A man from Indian-administered Kashmir has come first in India's civil service examinations, the first Kashmiri to achieve such a distinction.
Newspapers in the capital Srinagar have carried the story of Shah Faisal's achievement across their front pages.
Tens of thousands of candidates across India participated in the exams of whom only 800 were successful.
Very few Kashmiris take Indian civil service exams and even fewer succeed in passing them.
That is principally because of an insurgency that rocked Jammu and Kashmir state for much of the last 20 years.
'Nothing is impossible'
Shah Faisal says that the low exam turnout has much to do with "the mistrust of ordinary Kashmiris of the Indian mainstream".

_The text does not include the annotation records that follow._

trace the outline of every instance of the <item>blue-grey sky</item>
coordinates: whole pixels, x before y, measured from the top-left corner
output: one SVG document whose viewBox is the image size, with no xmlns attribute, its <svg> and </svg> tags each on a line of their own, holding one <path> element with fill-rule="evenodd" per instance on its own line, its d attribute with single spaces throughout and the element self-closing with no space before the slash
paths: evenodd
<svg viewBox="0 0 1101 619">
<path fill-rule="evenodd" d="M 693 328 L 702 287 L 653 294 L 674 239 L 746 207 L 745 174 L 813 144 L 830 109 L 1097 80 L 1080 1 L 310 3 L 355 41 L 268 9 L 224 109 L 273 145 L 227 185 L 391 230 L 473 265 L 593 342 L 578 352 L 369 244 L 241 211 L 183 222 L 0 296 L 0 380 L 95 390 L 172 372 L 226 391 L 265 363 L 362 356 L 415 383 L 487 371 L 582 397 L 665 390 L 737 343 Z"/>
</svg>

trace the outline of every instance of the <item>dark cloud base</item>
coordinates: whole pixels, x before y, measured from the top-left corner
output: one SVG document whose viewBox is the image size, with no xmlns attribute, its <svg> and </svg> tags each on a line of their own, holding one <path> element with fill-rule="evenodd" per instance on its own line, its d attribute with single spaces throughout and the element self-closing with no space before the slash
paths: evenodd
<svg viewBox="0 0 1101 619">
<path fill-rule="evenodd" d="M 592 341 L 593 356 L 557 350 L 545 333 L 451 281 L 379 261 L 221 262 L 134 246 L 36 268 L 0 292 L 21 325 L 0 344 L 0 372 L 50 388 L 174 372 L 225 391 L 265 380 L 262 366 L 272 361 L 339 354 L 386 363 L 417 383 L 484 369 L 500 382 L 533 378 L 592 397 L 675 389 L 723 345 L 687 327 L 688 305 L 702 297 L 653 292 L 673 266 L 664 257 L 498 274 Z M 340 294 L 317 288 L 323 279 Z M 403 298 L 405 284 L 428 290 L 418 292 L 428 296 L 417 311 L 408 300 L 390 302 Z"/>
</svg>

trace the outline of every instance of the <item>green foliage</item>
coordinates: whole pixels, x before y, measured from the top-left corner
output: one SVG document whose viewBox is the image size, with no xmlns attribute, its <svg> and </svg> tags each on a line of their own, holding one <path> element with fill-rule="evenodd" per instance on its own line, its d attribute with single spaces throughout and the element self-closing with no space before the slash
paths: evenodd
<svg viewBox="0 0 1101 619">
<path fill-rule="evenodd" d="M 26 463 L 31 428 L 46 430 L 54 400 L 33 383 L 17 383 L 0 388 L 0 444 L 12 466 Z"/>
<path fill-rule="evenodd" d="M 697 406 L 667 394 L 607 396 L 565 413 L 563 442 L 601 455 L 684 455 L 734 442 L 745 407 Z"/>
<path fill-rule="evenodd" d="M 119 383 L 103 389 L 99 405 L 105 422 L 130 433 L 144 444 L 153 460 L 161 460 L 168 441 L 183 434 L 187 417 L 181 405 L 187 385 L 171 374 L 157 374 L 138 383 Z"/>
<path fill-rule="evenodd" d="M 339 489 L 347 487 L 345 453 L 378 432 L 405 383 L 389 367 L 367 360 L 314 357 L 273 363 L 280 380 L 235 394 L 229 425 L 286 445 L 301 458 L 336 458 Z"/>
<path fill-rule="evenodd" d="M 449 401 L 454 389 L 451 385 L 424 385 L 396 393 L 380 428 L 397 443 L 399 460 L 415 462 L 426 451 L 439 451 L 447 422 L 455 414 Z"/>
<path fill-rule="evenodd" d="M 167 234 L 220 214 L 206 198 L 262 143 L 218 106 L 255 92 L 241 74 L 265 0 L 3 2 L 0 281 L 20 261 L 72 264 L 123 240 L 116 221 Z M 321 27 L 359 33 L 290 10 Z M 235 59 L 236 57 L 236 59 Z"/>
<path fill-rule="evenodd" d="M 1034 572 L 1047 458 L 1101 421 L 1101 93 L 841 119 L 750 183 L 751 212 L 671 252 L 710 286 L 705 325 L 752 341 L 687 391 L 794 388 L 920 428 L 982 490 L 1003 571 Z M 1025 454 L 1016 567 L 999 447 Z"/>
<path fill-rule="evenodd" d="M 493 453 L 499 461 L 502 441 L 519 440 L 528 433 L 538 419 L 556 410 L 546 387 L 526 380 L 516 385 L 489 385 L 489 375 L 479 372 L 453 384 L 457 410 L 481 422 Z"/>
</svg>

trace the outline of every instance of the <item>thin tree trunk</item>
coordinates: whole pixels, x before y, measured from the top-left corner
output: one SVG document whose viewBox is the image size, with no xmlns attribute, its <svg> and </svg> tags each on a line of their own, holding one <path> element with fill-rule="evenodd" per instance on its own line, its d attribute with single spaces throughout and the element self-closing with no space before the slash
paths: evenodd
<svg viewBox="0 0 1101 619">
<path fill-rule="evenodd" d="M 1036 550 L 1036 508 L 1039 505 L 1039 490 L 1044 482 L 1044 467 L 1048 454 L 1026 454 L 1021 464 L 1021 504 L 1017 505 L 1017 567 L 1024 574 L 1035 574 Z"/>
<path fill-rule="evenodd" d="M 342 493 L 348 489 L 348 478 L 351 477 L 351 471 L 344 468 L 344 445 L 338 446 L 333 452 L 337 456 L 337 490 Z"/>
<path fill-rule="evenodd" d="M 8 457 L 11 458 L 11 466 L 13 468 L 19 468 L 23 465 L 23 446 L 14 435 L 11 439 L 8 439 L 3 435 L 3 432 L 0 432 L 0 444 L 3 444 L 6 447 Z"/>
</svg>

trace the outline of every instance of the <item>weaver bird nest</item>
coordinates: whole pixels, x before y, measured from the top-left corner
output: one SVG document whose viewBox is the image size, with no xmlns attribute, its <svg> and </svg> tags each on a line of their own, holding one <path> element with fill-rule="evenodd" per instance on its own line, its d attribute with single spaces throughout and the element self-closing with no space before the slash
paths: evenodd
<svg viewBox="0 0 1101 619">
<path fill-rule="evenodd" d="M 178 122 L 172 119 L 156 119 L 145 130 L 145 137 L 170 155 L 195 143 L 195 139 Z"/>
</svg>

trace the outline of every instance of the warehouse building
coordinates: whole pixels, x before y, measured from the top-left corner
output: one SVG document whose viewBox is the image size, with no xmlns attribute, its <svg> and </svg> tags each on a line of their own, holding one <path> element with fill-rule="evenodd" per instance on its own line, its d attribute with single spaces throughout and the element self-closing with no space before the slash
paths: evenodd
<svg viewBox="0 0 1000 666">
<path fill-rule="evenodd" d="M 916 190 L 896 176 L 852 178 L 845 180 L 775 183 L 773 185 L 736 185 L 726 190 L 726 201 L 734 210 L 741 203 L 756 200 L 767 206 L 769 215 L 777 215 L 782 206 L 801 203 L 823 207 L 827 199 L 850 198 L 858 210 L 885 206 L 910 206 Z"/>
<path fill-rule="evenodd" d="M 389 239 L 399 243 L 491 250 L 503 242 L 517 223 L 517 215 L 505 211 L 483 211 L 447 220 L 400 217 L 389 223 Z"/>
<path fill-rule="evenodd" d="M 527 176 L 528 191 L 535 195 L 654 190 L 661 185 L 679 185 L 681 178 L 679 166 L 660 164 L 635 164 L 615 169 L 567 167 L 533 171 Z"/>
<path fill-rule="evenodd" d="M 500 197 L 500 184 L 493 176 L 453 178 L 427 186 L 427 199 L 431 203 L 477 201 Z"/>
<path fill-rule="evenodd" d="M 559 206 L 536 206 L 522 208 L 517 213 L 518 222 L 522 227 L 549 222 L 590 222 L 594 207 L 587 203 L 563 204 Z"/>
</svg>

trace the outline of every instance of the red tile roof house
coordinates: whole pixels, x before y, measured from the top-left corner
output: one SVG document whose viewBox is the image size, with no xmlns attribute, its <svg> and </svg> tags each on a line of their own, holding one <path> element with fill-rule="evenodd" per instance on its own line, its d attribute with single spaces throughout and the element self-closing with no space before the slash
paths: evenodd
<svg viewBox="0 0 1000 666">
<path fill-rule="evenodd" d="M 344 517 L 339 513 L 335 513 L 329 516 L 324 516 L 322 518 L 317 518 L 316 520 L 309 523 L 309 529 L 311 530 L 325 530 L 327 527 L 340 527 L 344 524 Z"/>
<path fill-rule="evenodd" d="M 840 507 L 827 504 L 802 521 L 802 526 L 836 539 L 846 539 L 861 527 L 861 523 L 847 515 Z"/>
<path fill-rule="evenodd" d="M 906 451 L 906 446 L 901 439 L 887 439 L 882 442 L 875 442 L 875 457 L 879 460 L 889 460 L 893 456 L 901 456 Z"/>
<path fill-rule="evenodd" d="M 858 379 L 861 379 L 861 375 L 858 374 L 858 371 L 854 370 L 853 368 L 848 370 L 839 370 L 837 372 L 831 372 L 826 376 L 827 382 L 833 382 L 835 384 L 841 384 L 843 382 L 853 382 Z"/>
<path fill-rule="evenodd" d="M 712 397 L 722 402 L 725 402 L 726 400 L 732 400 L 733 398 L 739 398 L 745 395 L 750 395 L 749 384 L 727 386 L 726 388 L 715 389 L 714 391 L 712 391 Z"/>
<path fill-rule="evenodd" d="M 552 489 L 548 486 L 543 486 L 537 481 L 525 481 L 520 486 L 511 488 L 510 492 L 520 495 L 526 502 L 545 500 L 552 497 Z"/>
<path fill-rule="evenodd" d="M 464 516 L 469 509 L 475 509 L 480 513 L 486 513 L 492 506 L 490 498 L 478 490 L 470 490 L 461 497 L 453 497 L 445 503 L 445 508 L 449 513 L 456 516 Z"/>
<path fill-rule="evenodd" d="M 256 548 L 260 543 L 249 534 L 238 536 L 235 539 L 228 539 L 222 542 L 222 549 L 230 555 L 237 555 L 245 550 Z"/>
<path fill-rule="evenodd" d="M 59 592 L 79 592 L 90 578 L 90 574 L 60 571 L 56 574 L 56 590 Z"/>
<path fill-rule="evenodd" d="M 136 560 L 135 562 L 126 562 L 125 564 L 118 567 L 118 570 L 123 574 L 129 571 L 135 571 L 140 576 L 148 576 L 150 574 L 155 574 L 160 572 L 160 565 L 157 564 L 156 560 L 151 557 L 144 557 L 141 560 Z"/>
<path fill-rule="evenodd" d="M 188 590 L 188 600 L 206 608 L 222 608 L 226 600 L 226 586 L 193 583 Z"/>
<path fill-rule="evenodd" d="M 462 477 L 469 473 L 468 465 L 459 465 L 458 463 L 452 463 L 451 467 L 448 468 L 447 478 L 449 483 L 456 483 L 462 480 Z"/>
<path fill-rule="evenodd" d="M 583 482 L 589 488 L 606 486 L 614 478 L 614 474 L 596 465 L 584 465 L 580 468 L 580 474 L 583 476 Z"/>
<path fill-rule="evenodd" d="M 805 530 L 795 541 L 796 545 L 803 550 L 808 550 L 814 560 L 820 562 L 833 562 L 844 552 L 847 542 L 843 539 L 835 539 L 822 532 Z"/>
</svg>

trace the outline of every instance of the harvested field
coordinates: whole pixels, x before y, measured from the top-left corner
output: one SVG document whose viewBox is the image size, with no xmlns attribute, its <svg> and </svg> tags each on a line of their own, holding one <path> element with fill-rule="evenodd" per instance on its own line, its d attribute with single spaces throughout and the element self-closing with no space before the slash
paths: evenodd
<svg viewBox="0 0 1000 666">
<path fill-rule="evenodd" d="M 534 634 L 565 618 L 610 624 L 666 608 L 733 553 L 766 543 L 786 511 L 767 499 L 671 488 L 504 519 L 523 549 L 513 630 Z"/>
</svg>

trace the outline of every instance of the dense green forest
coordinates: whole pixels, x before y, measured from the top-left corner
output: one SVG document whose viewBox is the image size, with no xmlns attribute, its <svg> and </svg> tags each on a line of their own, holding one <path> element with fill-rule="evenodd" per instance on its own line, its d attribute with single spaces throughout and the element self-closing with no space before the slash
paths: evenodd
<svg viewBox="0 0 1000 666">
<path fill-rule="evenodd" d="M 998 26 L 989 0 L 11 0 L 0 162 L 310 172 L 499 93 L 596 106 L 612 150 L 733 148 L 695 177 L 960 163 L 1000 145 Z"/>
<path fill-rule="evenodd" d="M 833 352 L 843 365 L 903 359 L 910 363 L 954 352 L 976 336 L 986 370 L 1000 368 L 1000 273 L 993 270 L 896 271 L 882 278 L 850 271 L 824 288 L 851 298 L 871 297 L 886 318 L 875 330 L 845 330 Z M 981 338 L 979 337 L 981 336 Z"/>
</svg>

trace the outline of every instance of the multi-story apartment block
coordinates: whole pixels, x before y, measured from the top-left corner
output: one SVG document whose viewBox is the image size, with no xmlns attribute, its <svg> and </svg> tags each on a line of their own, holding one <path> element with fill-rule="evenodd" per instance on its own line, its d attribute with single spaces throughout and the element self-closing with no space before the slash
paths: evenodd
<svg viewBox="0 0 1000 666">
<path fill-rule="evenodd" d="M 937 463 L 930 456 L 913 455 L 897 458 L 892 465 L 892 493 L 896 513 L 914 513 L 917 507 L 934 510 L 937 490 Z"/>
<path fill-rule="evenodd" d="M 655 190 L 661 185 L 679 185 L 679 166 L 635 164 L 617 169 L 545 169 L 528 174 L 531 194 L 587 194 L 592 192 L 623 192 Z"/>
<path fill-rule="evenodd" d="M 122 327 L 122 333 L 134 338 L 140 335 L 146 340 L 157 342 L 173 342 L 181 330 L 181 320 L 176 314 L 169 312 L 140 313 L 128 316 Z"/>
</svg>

"If my success is an event, it will surely change the mindset of ordinary Kashmiris," he said.
"It'll remove their apprehensions that they will deliberately be failed. I am sure a message has gone out that if you really come up to the standards set by the union public service commission, nothing is impossible for you."
Shah Faisal is among those who have been directly affected by the violence in Kashmir.
His father, a schoolteacher, was killed by gunmen eight years ago.
He says the family was gripped by a sense of insecurity and had to flee their home in Kupwara district to live in Srinagar.
"Such was the level of fear that I have not visited my home for eight years," says Mr Faisal.
He says that he did not join any coaching centre to prepare for the exams. But he says he went to Delhi at the invitation of a charitable institution which provided funds to at least 20 Kashmiri candidates.
Mr Faisal will have to undergo intensive training before being appointed a civil service officer.
"But I am eagerly awaiting the day when I can serve my community," he says.